Prelims are a complete and utter waste of time

Finalists look away now

In case it’s not obvious from my abundant free time and occasional sprinkling of pretentious, I-looked-this-up-in-a-thesaurus adjectives, I study English.

Which means I sat my prelims at the beginning of this term. Second and third years told me ‘prelim term is the best!’ Yet, as I sit in the depressing UL at 8 o’ clock this evening glossing Cymbeline, an ugly seed of doubt has been planted in my already-frazzled, not-even-week-four mind. Prelims are a complete and utter waste of time.

The reading room A.K.A my second home.

Let’s do a Marty McFly and jump back in time to my DOS meeting at the end of term, where I was asked if I thought ‘Cambridge was the right place for you?’ I was threatened with college action. All because I got a borderline 2i. Absolutely shameful.

After mass hysteria, relentless stress and what felt like a mountain of flashcards later, I’m sitting in my DOS meeting at the beginning of Easter term. I’m asked how I feel about my exam later that day. Through stressed-induced tiredness I manage to mumble, eyelids struggling to stay open, that I felt prepared: I worked hard, after all. To my dismay, I’m then told that prelims are, in fact, optional and that I needn’t have done much work for them: ‘you just need to put your name on the sheet of paper to pass’ she says through a stifled chuckle.

Except this sudden volte face is not that funny, especially when you’ve been told completely juxtaposing statements about your attitude. So, I’m meant to take our seemingly-pointless weekly essays seriously, but not my exams; my second- and third-year exams seriously, but just not my first year. This approach is confusing, and really not great for instilling a consistent, and more importantly healthy, approach to work.

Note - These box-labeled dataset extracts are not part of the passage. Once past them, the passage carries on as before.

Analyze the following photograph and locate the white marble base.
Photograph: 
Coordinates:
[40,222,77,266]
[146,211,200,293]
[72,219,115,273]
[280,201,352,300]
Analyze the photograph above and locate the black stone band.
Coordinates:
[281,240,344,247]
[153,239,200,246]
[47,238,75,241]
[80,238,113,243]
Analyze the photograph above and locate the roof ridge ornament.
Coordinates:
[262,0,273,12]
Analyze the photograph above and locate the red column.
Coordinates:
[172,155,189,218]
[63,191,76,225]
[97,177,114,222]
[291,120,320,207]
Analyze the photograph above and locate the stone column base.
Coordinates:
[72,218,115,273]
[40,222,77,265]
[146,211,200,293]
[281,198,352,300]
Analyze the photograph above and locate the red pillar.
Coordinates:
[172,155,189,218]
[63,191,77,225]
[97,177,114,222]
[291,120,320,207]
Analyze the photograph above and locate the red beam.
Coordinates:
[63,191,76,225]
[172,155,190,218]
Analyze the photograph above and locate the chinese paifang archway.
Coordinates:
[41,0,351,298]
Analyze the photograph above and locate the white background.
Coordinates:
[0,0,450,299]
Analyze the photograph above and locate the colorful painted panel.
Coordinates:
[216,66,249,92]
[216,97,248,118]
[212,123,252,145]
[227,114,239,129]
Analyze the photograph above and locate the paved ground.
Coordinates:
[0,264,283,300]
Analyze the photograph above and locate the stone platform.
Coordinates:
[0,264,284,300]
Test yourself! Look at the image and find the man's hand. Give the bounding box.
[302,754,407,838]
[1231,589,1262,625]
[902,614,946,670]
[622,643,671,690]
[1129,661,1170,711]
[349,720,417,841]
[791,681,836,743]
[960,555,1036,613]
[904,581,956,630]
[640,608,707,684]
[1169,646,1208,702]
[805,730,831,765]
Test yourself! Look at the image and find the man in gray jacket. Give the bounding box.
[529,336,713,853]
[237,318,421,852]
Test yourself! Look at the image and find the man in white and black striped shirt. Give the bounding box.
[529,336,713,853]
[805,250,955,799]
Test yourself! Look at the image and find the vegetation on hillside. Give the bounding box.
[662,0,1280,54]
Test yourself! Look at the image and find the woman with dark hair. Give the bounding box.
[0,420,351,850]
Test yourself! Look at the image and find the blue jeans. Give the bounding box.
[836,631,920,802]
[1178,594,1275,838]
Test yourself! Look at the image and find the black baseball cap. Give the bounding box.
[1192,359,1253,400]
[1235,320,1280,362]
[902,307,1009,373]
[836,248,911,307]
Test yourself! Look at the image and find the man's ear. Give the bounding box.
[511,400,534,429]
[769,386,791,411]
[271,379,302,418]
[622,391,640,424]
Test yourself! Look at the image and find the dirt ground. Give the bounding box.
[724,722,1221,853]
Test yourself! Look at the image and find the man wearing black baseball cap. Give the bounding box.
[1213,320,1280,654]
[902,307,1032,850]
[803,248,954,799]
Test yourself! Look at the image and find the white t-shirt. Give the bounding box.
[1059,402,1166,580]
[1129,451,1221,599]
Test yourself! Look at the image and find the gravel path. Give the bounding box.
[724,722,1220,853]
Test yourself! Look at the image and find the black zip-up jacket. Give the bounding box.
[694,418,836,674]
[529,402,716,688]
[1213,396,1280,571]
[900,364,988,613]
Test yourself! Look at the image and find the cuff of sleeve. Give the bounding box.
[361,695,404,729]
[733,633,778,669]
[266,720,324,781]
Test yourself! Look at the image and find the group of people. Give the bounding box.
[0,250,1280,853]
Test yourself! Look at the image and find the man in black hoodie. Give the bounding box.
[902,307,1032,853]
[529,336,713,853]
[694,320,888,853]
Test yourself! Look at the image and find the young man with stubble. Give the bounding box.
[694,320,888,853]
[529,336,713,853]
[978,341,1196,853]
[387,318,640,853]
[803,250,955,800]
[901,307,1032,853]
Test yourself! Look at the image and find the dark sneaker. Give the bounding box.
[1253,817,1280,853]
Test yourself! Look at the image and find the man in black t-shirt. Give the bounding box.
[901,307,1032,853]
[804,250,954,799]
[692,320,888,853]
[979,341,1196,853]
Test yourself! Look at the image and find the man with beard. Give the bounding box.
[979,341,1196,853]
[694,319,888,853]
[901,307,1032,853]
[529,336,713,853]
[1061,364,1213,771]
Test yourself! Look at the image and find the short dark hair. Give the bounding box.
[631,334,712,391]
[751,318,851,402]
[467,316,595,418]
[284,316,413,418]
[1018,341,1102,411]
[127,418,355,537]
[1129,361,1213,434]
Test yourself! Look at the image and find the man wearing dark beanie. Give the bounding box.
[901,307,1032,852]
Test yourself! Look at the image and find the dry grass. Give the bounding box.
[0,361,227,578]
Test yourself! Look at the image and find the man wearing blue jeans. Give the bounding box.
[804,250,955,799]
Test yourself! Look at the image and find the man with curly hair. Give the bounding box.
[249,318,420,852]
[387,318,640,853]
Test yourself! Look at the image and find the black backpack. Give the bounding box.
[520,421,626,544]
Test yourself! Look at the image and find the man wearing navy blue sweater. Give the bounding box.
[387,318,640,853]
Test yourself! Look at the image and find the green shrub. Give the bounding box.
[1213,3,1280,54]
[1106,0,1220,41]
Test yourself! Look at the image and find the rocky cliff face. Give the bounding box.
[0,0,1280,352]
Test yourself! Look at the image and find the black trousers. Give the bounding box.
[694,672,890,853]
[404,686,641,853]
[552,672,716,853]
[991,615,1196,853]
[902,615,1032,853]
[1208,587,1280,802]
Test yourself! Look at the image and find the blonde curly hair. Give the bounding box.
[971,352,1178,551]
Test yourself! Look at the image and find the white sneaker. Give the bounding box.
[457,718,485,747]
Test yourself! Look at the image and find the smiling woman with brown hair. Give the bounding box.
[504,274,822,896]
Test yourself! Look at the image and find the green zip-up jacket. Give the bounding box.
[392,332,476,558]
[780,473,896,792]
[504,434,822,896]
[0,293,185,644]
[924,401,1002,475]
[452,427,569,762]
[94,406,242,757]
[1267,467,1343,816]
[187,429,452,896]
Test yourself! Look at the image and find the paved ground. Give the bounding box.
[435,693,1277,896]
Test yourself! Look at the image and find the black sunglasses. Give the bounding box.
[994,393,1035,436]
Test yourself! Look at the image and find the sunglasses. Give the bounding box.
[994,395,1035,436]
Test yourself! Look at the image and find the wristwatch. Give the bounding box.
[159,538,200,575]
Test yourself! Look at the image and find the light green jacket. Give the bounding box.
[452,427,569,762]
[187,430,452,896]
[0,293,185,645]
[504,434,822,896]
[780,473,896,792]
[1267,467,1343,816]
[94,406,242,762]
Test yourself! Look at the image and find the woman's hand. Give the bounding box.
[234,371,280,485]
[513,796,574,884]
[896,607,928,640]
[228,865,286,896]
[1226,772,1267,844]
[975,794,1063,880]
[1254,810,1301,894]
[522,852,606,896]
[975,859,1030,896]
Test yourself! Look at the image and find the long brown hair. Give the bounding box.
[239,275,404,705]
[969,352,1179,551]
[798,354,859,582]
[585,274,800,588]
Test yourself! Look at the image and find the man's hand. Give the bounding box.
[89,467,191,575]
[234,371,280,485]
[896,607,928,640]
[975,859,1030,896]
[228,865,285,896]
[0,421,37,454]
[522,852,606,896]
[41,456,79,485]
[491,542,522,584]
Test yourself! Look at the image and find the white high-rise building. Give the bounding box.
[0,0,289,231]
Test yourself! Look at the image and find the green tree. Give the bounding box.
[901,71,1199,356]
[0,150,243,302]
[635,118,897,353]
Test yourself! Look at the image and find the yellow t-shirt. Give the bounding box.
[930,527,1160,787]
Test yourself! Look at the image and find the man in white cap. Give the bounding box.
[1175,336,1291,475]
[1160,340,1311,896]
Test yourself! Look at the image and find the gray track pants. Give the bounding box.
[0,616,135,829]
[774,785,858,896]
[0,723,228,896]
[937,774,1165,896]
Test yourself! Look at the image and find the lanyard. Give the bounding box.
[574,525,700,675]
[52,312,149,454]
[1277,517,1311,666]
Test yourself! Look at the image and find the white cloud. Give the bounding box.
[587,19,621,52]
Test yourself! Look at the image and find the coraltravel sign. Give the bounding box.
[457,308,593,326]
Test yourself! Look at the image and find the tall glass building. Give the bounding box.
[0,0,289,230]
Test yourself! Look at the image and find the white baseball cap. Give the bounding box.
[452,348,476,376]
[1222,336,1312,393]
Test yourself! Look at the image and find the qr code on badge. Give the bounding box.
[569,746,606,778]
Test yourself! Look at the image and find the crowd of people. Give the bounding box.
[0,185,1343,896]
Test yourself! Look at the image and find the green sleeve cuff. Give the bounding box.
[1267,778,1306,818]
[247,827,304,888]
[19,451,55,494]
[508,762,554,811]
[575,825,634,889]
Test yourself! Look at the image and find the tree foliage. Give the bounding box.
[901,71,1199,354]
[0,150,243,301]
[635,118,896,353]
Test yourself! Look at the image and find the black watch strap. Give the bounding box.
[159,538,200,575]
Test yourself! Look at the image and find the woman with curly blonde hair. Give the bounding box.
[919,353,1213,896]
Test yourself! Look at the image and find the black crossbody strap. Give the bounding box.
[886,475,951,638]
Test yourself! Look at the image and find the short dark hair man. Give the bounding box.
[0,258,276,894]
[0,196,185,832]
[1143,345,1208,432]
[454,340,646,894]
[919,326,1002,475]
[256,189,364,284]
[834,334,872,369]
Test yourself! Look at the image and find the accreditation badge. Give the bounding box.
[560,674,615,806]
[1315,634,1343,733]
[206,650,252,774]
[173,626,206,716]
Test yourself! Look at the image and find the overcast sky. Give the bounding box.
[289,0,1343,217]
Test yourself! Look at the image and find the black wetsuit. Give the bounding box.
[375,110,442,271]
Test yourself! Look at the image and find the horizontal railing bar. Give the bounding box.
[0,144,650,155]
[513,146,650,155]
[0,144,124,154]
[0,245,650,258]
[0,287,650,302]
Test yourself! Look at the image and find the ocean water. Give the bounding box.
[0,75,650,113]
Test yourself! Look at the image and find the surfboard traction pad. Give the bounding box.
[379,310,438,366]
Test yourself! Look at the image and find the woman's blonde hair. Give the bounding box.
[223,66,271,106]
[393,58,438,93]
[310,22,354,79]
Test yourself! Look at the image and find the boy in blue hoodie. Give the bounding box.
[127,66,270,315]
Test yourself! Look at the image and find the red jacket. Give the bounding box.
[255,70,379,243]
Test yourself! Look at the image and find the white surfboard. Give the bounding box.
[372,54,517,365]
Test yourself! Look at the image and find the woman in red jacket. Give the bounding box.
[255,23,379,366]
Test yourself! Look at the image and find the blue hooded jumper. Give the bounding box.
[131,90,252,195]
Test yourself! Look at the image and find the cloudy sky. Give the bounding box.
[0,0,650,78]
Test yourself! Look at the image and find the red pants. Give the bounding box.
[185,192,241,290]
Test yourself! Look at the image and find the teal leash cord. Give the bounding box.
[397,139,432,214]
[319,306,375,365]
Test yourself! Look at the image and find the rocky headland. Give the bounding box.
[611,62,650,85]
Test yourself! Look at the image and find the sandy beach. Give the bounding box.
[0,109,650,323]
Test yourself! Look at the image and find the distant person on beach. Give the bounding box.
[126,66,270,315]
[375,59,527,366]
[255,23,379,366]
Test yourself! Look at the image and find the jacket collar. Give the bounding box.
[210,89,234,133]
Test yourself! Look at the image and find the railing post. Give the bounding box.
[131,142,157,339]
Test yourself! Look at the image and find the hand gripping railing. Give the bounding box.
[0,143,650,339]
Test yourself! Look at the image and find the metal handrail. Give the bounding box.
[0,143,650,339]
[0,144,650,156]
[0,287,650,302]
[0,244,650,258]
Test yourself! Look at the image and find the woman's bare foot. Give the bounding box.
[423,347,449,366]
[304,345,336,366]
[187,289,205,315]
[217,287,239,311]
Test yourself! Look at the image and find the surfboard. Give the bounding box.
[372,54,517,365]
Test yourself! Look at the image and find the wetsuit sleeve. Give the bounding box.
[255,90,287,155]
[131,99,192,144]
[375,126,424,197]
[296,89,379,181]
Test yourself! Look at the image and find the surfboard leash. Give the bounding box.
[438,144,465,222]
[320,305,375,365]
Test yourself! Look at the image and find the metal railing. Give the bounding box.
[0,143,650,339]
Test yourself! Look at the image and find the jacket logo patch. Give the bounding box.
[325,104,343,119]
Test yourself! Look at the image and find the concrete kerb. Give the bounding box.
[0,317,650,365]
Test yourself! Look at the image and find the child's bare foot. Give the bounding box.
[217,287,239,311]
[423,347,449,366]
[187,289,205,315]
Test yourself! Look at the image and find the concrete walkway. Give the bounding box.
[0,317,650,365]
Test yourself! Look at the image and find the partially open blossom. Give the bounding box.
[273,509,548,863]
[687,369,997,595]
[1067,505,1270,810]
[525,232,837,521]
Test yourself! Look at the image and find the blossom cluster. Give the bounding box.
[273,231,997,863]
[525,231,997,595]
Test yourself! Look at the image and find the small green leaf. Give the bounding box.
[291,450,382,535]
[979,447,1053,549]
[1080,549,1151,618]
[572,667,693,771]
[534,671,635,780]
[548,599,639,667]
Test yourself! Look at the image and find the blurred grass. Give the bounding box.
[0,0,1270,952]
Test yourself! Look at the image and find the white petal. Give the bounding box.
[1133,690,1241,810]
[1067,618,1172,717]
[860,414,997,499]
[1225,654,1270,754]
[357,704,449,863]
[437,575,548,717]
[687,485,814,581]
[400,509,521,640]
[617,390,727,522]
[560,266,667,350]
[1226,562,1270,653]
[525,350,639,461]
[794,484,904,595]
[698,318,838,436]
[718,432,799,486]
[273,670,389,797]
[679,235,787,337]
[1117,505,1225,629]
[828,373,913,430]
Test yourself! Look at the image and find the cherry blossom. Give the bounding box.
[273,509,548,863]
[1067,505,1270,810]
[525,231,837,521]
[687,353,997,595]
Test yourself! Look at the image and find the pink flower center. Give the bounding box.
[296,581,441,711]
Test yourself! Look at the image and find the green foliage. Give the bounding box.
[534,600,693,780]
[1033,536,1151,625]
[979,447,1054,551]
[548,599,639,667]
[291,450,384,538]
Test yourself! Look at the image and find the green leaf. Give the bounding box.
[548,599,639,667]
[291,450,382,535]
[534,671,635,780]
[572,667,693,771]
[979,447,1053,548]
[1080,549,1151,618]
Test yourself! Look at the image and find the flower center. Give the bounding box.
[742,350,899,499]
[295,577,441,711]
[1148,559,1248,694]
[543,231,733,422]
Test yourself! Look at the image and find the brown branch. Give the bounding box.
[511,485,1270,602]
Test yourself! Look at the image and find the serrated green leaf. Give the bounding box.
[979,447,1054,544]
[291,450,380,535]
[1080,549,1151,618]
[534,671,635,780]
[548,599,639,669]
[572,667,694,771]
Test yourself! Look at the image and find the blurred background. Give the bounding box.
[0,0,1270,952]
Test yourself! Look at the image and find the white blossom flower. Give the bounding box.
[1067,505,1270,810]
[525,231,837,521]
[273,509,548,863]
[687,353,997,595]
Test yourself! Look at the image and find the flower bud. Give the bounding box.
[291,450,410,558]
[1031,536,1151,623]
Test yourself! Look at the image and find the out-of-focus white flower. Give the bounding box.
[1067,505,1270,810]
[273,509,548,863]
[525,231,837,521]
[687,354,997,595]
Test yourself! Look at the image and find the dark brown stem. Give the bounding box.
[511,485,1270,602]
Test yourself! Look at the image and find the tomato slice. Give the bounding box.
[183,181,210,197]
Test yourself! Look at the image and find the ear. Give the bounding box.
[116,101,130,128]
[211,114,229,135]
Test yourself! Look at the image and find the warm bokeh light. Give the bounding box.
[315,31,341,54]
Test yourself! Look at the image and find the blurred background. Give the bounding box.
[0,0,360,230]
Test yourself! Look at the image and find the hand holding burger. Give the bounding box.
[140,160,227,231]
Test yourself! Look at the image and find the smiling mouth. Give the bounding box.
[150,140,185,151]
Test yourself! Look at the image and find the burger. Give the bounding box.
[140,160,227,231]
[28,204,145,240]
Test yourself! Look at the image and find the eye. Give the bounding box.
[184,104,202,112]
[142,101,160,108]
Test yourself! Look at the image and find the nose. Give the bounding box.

And, if they’re not to be taken seriously, what is the point of putting us through prelims in the first place? Surely first year exams are meant to keep track of our ‘progress’ (or in my case deterioration) from the start of university? Yet, if – as my DOS told me – no one does any work for them, they’re not giving an accurate representation of how well we are actually doing. We’re seen to be underperforming when actually, given more work, we’d do just fine.

‘Just a spot of light bedtime reading’ said no one English student in the history of Cambridge ever.

Furthermore, we don’t really get an Easter holiday. There’s no denying that Cambridge terms are vile: by week 8 we walk round pallid-skinned from being stuck in a library all day and having not haven eaten a vegetable since half way through week 3. All you want to do is have some of your parent’s homemade cooking and binge watch Netflix on the sofa. Not if you’re a prelimmer whose exams start before term. No, we have to battle on, and therefore come back unrested and unenthusiastic before term has even started.

But once they’re done, ‘prelim term’ is the best, right? Actually, it’s not. I had delusions of sitting on the sun-soaked grass, alternating between casually flicking through a Shakespeare comedy and playing croquet. The reality couldn’t be further from the truth. That’s because our essays, supervisions and classes continue until the very last day of term; long after all of the exams have finished. It’s all good and well Grudgebridge posts saying we should ‘all go out an enjoy the sun’, but when you have to read 5 Shakespeare plays a week, that’s just not going to happen.

Hmmm, I get the intent but not sure my DOS would agree…

I see why Prelims exist: we need the term free to be taught. Yet, they result in us stressing over exams that don’t actually count for anything, and this needs to change.

But, of course, Cambridge’s attitude is stuck in the year it was founded, so that’s never going to happen.